Rather than monetary compensation, the unpaid [Huffington Post bloggers] are offered exposure — namely, visibility, promotion, and distribution, for themselves and their work…. [T]he defendants otherwise made clear to the plaintiffs from the beginning that they never intended to pay content providers such as the plaintiffs for submissions….
[T]he plaintiffs claim that the defendants have been unjustly enriched by generating profit from the submissions of the plaintiffs to The Huffington Post and not paying the plaintiffs for those submissions, while enticing the plaintiffs with misleading promises of exposure….
[But n]o one forced the plaintiffs to give their work to The Huffington Post for publication and the plaintiffs candidly admit that they did not expect compensation. The principles of equity and good conscience do not justify giving the plaintiffs a piece of the purchase price when they never expected to be paid, repeatedly agreed to the same bargain, and went into the arrangement with eyes wide open….
Quite simply, the plaintiffs offered a service and the defendants offered exposure in return, and the transaction occurred exactly as advertised.

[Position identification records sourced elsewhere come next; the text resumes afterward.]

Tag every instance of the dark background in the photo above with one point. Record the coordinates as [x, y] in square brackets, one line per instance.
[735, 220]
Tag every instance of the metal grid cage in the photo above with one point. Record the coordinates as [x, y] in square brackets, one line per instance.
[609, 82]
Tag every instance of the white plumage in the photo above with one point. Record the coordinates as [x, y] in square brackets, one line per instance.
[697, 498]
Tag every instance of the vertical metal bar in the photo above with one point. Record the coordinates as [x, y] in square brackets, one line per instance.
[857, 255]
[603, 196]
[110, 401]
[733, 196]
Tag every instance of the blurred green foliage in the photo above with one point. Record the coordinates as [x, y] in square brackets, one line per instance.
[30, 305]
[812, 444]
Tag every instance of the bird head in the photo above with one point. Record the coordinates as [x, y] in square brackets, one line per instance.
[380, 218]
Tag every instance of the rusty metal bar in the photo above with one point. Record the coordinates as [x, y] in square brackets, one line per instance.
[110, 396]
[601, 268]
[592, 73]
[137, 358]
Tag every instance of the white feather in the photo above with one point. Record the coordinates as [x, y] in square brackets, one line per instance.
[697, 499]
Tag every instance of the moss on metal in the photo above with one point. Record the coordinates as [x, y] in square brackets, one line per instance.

The defendants followed through on their end of the agreed-upon bargain. That the defendants ultimately profited more than the plaintiffs might have expected does not give the plaintiffs a right to change retroactively their clear, up-front agreement. That is an effort to change the rules of the game after the game has been played, and equity and good conscience require no such result.
I agree, as I argued a year ago, when the lawsuit was filed; I also talked in that post about why plaintiffs shouldn’t win under the Fair Labor Standards Act, but no such claim was brought (at least in the lawsuit that led to the opinion to which I just linked).